By Kyle Aristophere T. Atienza, Reporter
PRESIDENT Ferdinand R. Marcos, Jr. should fulfill his campaign promise to modernize the Philippines’ maritime industry, which could be a game changer in the country’s post-pandemic recovery, economists said.
Developing the maritime sector should be in line with the global push for sustainability and the demands of the country’s ocean-based economy, they added.
“Shipping is an important item in transaction costs for a country with an archipelagic feature, and it plays an important role in the cost-effective distribution of final goods,” said George N. Manzano, an economist at the University of Asia and the Pacific.
“Agricultural produce could easily be shipped from regions with low prices to regions where prices are spiking,” he added.
Mr. Marcos had promised to develop the maritime sector by making the Philippines a logistics hub and harnessing the country’s sea resources.
The maritime sector should be an important aspect of the president’s food security push, Mr. Manzano said in a Facebook Messenger chat.
Efficient shipping could cut the costs of agricultural produce and stabilize the prices of basic goods across regions, while boosting the country’s export sector. “It would improve the load factor of containers coming into and going out of the country.”
The Organization for Economic Cooperation and Development has said 80-90% of global trade is shipped by sea.
“A large proportion of the output of the maritime industry contributes to the food sustainability thrusts of the administration,” Philip Arnold “Randy” P. Tuaño, dean of the Ateneo School of Government, said in an e-mail.
The Philippines was eighth among the top fish-producing nations in the world in terms of production volume in 2018, accounting for 2.06% of the global total, Mr. Tuaño said, citing the United Nations-backed Food and Agriculture Organization.
Mr. Marcos has yet to detail his plans for the maritime industry, having failed to mention it in his first address to Congress on July 25.
The Transportation department has told a congressional hearing the Budget department had rejected its 2023 plan to build more seaports and upgrade existing ones for P800 million.
Mr. Tuaño said the state should see the actual and potential economic and environmental gains from the maritime sector.
Tourism, food production, shipbuilding and offshore power generation are just some of the key activities in the maritime industry that can boost employment and the economy, policy analyst Michael Henry Ll. Yusingco said in an e-mail.
Developing the maritime industry should be in line with the demands of a blue or ocean economy, which Mr. Marcos included in his economic agenda during his presidential campaign, he pointed out.
“We have one of the longest coastlines in the world,” Mr. Yusingco said. “The seas surrounding us are undeniably economic assets. Sadly, these assets remain underdeveloped. Our maritime sector pales in comparison to other island nations such as Australia.”
He said the government should craft a maritime policy framework and not just focus on infrastructure development.
“Simply improving ports may not be enough if there is no overarching maritime policy framework being followed,” he said. “In this regard, the administration should consider organizing a blue economy summit to jumpstart the process.”
Experts have cited challenges in seeking to modernize the maritime sector and make it resilient to future shocks.
Reducing the carbon emissions of the shipping sector and stricter environmental regulations were among the top concerns of senior maritime stakeholders around the world, according to a report by Global Maritime Issues Monitor this month.
Geopolitical issues and workforce shortages were also cited as key issues likely to affect the sector in the next 10 years, it added. “The industry feels least prepared for autonomy technology and failure or shortfall in infrastructure.”

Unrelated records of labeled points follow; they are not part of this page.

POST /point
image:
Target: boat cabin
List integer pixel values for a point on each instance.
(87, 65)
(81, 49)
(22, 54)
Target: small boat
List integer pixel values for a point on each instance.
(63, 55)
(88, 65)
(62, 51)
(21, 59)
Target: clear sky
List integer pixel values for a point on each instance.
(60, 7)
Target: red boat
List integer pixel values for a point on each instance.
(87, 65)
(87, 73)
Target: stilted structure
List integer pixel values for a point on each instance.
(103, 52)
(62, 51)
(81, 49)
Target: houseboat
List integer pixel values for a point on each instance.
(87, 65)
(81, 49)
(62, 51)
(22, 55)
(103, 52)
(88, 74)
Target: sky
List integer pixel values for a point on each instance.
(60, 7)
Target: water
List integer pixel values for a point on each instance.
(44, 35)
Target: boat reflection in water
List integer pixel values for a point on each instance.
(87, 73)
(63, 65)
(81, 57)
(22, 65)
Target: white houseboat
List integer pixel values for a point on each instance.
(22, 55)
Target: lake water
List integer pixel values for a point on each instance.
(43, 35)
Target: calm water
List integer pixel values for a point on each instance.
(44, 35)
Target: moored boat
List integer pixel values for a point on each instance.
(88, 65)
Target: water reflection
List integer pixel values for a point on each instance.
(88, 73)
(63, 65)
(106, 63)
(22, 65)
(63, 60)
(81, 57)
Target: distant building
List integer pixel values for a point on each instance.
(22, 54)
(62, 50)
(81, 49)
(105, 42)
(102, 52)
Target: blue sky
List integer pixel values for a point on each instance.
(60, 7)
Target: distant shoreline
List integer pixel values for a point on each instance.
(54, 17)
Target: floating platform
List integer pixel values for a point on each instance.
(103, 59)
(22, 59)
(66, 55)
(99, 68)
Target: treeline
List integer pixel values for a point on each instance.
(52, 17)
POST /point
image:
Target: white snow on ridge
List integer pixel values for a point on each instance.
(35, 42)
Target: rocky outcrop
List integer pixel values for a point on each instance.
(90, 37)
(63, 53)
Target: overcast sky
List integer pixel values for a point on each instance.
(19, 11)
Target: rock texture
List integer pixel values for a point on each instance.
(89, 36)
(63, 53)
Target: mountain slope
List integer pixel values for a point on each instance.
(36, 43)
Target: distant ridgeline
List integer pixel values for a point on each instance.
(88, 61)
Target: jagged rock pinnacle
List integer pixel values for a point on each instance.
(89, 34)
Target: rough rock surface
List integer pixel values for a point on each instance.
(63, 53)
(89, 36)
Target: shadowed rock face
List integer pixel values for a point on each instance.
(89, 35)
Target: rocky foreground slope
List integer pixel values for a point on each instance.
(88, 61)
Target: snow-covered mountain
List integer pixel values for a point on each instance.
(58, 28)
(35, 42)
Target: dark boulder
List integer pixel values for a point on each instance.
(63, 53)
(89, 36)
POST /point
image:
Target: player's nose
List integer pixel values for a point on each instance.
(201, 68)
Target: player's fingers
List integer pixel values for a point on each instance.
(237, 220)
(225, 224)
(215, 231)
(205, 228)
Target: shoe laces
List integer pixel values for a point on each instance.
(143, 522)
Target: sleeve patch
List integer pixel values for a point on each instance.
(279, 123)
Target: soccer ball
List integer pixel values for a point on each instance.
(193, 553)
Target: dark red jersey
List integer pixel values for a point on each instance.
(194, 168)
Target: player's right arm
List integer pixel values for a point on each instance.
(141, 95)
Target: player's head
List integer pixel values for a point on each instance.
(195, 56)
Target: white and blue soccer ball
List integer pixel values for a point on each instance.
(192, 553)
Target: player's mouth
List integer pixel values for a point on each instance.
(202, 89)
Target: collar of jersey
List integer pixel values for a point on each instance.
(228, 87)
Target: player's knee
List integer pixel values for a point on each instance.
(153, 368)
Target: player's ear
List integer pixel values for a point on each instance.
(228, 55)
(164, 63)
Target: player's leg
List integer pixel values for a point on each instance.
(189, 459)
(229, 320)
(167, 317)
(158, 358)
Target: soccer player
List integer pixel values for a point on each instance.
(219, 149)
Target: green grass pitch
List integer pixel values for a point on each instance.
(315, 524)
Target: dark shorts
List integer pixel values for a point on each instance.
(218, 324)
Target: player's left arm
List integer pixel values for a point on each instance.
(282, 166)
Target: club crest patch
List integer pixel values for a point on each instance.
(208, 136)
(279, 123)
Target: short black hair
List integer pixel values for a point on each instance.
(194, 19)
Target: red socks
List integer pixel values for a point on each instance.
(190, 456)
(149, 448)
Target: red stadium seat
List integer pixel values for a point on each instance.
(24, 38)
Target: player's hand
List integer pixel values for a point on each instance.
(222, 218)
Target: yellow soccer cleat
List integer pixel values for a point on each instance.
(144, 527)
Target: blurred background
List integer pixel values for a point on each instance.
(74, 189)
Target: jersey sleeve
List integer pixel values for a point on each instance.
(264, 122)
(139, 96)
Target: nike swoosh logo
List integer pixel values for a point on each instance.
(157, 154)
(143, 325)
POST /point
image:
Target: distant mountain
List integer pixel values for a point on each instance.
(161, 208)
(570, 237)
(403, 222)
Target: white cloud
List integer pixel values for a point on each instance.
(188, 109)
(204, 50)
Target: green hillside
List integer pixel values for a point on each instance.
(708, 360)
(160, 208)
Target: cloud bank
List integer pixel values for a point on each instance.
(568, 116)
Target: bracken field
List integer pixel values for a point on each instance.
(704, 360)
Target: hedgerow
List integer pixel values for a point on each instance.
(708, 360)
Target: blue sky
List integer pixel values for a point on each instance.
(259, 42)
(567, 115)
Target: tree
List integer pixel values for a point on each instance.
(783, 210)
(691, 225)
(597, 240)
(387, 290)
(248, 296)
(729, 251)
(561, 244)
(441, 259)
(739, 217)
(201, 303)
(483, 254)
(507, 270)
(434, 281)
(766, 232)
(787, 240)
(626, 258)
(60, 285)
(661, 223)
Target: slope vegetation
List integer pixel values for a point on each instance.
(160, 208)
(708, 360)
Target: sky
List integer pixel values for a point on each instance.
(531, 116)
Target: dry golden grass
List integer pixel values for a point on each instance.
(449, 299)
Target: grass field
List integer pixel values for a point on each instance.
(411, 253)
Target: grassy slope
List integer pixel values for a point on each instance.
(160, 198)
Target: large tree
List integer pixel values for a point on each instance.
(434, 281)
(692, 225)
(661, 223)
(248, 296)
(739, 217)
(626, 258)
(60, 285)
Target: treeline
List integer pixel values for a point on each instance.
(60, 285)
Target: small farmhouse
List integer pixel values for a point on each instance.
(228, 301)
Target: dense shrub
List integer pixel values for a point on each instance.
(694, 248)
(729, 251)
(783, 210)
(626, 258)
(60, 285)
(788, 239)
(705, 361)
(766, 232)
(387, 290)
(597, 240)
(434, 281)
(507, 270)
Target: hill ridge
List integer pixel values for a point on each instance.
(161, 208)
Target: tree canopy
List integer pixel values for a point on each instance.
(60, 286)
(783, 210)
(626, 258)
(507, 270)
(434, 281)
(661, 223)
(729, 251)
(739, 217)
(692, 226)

Mr. Tuaño said the Philippine maritime industry is notorious for high shipping costs, low service quality, and a poor safety record based on frequent sea accidents.
The government must also address issues hounding the country’s maritime workforce, he said. “Strategies to strengthen and upgrade the quality of education and training of seafarers through policy and institutional reform are also important.”
The European Commission in December cited deficiencies in the Philippines’ seafarer education, training and certification system, flagging the country’s poor compliance with a 1970s convention.
The government should review maritime laws to streamline systems and address potential conflicts of interest, Mr. Manzano said.
It should participate in cooperation agreements in the region on fisheries, sea transport and security, he added.
Creating a robust workforce, streamlining the bureaucracy, marine resource conservation, security and identifying the links between agriculture productivity and marine development are some of the issues that stakeholders should discuss, Mr. Yusingco said.
“It’s a boon that there is already a wealth of academic and industry studies on the blue economy,” he said. “This administration simply needs to capitalize on this moment to fulfill the president’s promise.”